I do suspect that saying ignorance implying independence is likely to raise some hackles. I am trying to promote a fundamentally subjective approach though, really as much to see what happens as anything else. We have to take responsibility for our probabilities and that also means taking responsibility for our judgements of independence. OTOH it may be a bit of weakness of the Bayesian paradigm that we need perfect computational abilities in order to be coherent. There isn't much room for "I ought to change my probabiities but I don't yet know what to change them to".

Non-independent models can be very dependent or hardly dependent, but there still needs to be some qualitative threshold at which they are truly independent (conditional on whatever explicit knowledge we add to our own background Omegas...).

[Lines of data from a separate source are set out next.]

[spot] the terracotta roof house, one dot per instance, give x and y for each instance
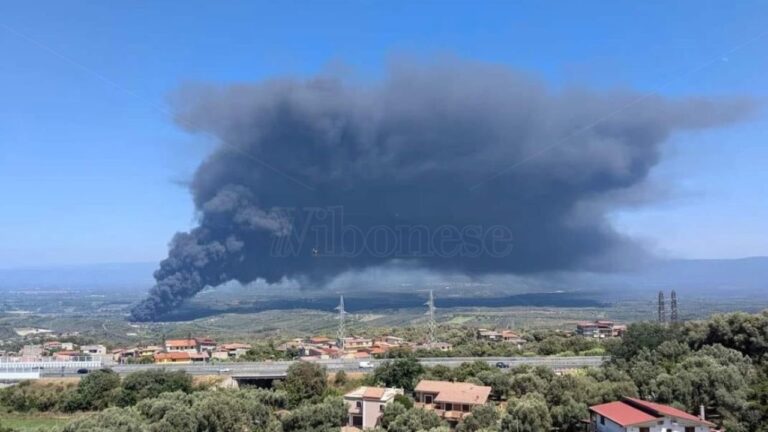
(452, 401)
(635, 415)
(180, 357)
(366, 405)
(206, 344)
(231, 350)
(178, 345)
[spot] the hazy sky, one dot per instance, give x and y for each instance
(92, 168)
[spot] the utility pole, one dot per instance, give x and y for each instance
(341, 333)
(673, 317)
(432, 326)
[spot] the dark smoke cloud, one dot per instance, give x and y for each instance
(429, 145)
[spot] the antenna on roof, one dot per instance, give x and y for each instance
(432, 327)
(341, 333)
(673, 317)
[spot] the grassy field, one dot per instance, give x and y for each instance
(33, 422)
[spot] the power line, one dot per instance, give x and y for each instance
(341, 333)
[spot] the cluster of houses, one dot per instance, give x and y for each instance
(321, 347)
(507, 336)
(600, 329)
(453, 401)
(55, 351)
(183, 351)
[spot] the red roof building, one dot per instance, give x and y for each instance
(635, 415)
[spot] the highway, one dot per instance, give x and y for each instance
(279, 368)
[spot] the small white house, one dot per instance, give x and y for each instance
(365, 405)
(635, 415)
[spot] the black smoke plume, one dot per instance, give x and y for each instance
(446, 144)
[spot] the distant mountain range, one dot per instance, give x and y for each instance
(705, 277)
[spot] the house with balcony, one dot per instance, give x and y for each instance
(178, 357)
(636, 415)
(365, 405)
(600, 329)
(230, 351)
(206, 344)
(181, 345)
(450, 400)
(93, 349)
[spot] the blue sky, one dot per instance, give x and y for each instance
(91, 165)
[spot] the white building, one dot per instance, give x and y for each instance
(635, 415)
(94, 349)
(366, 405)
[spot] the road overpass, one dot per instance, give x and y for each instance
(278, 369)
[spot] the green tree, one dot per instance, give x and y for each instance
(527, 414)
(329, 415)
(415, 419)
(401, 373)
(340, 378)
(150, 383)
(483, 417)
(109, 420)
(305, 382)
(95, 391)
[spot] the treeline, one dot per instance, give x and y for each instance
(96, 391)
(720, 363)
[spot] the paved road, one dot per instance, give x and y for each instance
(276, 369)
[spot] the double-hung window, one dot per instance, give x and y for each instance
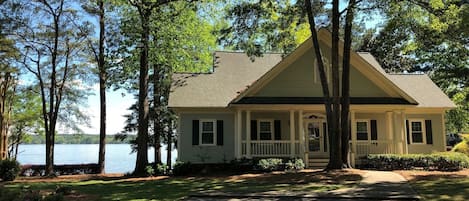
(266, 130)
(208, 132)
(363, 130)
(417, 131)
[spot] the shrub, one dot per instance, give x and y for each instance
(241, 165)
(9, 169)
(149, 171)
(270, 164)
(161, 169)
(182, 168)
(463, 146)
(445, 161)
(295, 165)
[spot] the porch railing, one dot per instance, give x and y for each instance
(373, 147)
(271, 148)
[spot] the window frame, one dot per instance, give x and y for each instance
(368, 129)
(201, 131)
(272, 132)
(423, 131)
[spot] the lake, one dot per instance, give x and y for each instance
(119, 158)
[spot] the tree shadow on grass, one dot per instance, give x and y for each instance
(437, 187)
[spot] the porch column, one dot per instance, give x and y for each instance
(248, 134)
(404, 132)
(390, 133)
(353, 127)
(238, 130)
(292, 133)
(301, 135)
(443, 125)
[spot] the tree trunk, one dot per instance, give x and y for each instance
(157, 112)
(321, 68)
(102, 89)
(346, 85)
(335, 161)
(142, 137)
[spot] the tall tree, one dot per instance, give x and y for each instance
(172, 48)
(97, 8)
(258, 27)
(51, 48)
(8, 71)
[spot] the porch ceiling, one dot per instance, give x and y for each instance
(320, 100)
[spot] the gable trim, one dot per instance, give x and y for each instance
(320, 100)
(356, 60)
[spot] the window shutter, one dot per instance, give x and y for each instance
(324, 128)
(428, 131)
(277, 130)
(374, 130)
(253, 130)
(407, 131)
(195, 132)
(220, 132)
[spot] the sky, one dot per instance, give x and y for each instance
(116, 105)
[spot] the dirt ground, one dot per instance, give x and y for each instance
(420, 175)
(303, 176)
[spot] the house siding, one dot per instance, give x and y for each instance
(439, 143)
(284, 118)
(298, 80)
(206, 154)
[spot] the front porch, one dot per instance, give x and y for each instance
(303, 134)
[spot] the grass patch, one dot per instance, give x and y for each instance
(439, 185)
(177, 188)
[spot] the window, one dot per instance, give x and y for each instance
(207, 132)
(417, 131)
(362, 130)
(265, 130)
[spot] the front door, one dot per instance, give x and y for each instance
(316, 137)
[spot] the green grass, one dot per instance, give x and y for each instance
(453, 189)
(175, 188)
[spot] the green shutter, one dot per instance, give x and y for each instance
(428, 131)
(220, 132)
(253, 130)
(277, 130)
(407, 131)
(195, 132)
(374, 130)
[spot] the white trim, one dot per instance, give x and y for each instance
(422, 125)
(214, 127)
(368, 129)
(271, 121)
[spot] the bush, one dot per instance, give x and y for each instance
(9, 169)
(444, 161)
(241, 165)
(182, 168)
(463, 146)
(270, 164)
(295, 165)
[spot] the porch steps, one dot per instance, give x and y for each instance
(317, 163)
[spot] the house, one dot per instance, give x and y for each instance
(273, 107)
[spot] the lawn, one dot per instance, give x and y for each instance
(439, 185)
(177, 188)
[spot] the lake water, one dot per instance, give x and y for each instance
(119, 158)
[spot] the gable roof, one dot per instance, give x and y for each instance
(233, 72)
(235, 76)
(419, 86)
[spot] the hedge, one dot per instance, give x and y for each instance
(444, 161)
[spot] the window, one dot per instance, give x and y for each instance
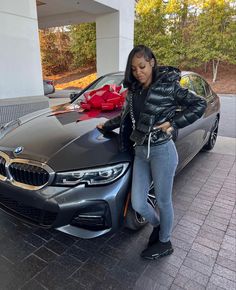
(198, 85)
(185, 83)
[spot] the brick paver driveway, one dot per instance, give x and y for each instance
(203, 239)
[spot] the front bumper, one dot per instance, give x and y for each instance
(81, 211)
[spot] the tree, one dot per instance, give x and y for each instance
(83, 43)
(213, 37)
(55, 50)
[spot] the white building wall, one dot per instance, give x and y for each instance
(20, 69)
(115, 33)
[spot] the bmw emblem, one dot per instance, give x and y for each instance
(18, 150)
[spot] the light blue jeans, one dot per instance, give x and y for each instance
(159, 167)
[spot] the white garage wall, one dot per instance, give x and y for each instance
(20, 64)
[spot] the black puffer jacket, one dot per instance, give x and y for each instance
(164, 96)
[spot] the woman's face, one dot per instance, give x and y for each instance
(142, 70)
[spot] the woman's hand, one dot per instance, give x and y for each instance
(100, 126)
(165, 127)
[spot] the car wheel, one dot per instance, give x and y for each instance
(213, 135)
(134, 221)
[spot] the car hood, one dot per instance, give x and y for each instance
(65, 139)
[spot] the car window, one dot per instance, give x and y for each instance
(108, 80)
(185, 83)
(198, 85)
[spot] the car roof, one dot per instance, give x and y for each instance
(183, 73)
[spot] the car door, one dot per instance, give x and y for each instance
(190, 138)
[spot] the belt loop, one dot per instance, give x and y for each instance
(149, 144)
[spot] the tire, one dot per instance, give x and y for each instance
(134, 221)
(213, 136)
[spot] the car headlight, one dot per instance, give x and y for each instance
(96, 176)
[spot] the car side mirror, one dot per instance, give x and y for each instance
(73, 96)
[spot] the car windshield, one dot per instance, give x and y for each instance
(114, 79)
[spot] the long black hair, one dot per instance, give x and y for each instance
(141, 51)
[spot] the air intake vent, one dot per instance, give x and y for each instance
(28, 174)
(34, 215)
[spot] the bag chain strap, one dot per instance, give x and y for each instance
(132, 111)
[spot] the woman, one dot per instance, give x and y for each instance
(149, 121)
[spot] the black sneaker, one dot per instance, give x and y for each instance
(154, 237)
(157, 250)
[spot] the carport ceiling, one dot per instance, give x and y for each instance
(64, 12)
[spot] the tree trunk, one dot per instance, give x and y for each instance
(215, 64)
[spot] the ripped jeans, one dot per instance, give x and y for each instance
(160, 167)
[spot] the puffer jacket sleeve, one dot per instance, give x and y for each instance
(115, 122)
(194, 107)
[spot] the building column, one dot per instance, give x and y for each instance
(20, 69)
(115, 32)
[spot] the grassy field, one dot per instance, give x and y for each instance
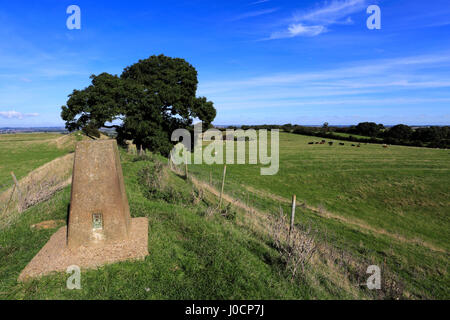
(21, 153)
(390, 205)
(346, 135)
(366, 205)
(193, 255)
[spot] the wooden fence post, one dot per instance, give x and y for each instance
(223, 183)
(19, 193)
(10, 198)
(185, 162)
(292, 215)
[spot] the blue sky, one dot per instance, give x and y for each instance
(271, 61)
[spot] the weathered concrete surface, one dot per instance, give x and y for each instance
(97, 189)
(100, 229)
(55, 256)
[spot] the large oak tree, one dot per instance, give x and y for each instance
(151, 99)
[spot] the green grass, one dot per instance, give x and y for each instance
(346, 135)
(402, 191)
(22, 153)
(191, 256)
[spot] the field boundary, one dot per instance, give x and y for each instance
(349, 221)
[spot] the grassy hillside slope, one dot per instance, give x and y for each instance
(389, 205)
(196, 251)
(22, 153)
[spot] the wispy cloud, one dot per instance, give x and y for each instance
(314, 22)
(17, 115)
(259, 2)
(298, 29)
(253, 14)
(383, 83)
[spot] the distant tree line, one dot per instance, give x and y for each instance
(401, 134)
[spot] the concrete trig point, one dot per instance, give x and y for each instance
(100, 229)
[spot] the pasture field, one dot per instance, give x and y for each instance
(388, 205)
(365, 205)
(22, 153)
(194, 252)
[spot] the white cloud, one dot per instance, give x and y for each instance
(259, 2)
(253, 14)
(332, 12)
(16, 115)
(380, 82)
(299, 29)
(314, 22)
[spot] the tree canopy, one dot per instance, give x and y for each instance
(151, 98)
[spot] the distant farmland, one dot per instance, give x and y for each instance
(387, 204)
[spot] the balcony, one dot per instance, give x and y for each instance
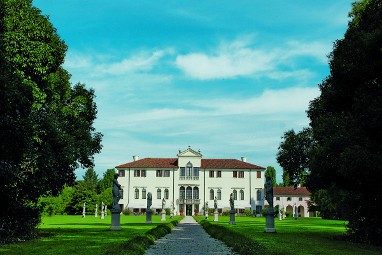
(189, 178)
(188, 201)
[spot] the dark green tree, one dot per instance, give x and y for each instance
(83, 192)
(106, 181)
(294, 155)
(91, 177)
(46, 123)
(271, 171)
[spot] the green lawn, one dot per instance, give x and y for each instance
(301, 236)
(77, 235)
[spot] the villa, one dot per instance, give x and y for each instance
(189, 183)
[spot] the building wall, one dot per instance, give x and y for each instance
(249, 184)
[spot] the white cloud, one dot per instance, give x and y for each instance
(241, 58)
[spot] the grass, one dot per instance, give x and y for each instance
(64, 234)
(301, 236)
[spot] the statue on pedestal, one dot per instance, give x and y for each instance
(116, 192)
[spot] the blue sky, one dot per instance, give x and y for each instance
(226, 77)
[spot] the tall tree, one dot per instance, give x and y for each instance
(47, 124)
(271, 171)
(107, 180)
(346, 120)
(294, 155)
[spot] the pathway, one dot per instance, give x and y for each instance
(188, 237)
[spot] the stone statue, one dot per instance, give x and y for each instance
(149, 201)
(269, 191)
(116, 192)
(231, 202)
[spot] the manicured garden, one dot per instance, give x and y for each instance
(64, 234)
(301, 236)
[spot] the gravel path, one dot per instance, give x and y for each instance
(188, 237)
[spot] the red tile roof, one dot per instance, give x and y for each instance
(290, 191)
(206, 163)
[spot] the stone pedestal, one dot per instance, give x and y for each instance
(148, 216)
(216, 216)
(270, 221)
(232, 217)
(115, 219)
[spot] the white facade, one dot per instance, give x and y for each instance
(292, 200)
(189, 181)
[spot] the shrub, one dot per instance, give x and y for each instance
(126, 212)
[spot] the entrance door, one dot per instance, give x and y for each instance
(189, 210)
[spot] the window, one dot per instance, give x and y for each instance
(166, 194)
(136, 194)
(189, 193)
(182, 171)
(196, 171)
(212, 195)
(189, 169)
(234, 194)
(258, 195)
(196, 193)
(258, 174)
(182, 193)
(219, 195)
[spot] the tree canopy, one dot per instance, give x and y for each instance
(346, 128)
(46, 123)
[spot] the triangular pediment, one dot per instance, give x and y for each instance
(189, 153)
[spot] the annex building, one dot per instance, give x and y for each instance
(189, 182)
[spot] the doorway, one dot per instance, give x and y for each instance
(189, 210)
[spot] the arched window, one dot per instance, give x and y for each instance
(136, 194)
(182, 193)
(258, 195)
(219, 195)
(189, 193)
(166, 195)
(189, 169)
(196, 193)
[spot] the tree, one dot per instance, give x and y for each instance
(271, 171)
(46, 123)
(294, 155)
(106, 181)
(91, 177)
(346, 129)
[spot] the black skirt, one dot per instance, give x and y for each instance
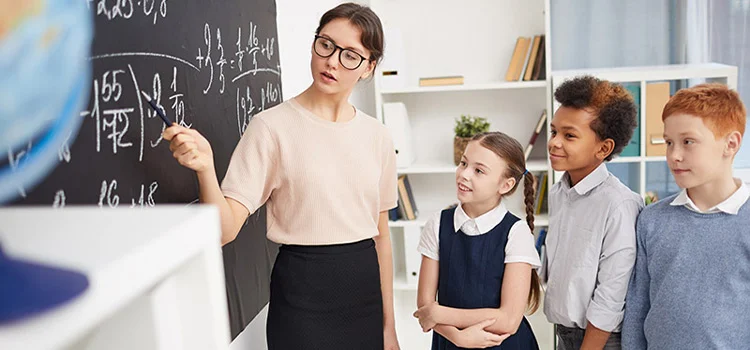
(326, 297)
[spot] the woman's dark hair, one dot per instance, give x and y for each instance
(364, 19)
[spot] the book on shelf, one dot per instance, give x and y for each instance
(540, 68)
(440, 81)
(406, 204)
(537, 130)
(527, 60)
(657, 95)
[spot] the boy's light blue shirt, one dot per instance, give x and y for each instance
(691, 284)
(590, 250)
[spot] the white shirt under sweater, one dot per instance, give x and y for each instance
(519, 248)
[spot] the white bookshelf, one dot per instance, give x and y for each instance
(475, 40)
(504, 85)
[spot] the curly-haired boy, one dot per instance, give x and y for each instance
(590, 245)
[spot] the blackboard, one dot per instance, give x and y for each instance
(212, 65)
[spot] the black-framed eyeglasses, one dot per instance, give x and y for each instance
(348, 58)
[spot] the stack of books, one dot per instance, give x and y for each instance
(528, 60)
(407, 207)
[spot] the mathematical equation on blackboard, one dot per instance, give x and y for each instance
(232, 63)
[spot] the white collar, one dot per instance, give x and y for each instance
(730, 205)
(588, 183)
(484, 222)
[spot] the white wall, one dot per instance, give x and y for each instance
(297, 21)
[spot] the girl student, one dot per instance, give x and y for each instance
(478, 258)
(332, 281)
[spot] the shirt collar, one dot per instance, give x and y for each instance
(730, 205)
(588, 183)
(484, 222)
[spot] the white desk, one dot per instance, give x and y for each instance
(156, 277)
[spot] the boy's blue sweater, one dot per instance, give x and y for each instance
(690, 287)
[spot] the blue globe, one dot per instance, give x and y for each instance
(44, 50)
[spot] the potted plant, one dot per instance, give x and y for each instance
(466, 127)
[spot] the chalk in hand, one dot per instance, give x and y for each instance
(157, 109)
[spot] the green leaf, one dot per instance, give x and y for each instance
(468, 126)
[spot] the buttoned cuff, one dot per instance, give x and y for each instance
(604, 318)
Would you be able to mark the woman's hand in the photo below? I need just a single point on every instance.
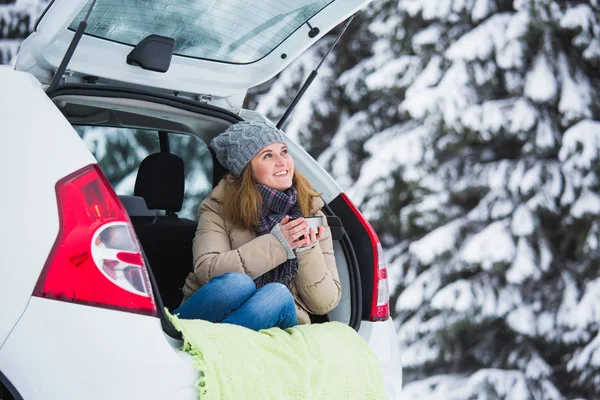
(296, 232)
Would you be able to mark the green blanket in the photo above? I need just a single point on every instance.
(321, 361)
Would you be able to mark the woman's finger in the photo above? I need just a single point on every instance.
(313, 236)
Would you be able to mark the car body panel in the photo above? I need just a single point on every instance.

Fundamentally, my consideration of CNRM and GFDL was based on the assumption that I wouldn't have predicted similarities prior to looking at the output. It really needs tested with another generation, ie for which pairs do I actually predict the output of the second model better, based on the first? If I knew that they used similar sub-models or even that they used similar tuning procedures, I might make a different prediction...but on the other hand, maybe it was just luck that the fields I looked at happened to agree, I don't think Masson and Knutti said they were particularly similar by their metric.

crandles said...

Thank you for the reply, maybe it will be interesting to watch out for those hackles.

EliRabett said...

Interesting POV. Eli's prior is that v2 of a model would be dependent on v1. That could be an interesting test of your idea, comparing two consecutive versions of a model with a pair formed by one of them with a number of other models.

crandles said...

I am wondering what part of James's " It really needs tested with another generation, ie for which pairs do I actually predict the output of the second model better, based on the first?"

the bunny missed or didn't understand or is he just getting into repeating things in his own words?

James Annan said...


Actually there's a bit of a conflation of two things there. In some cases two gens are already in the same cmip ensemble, eg csiro 3.0 and 3.5. But the assessment can certainly be made across as well as within cmip iterations.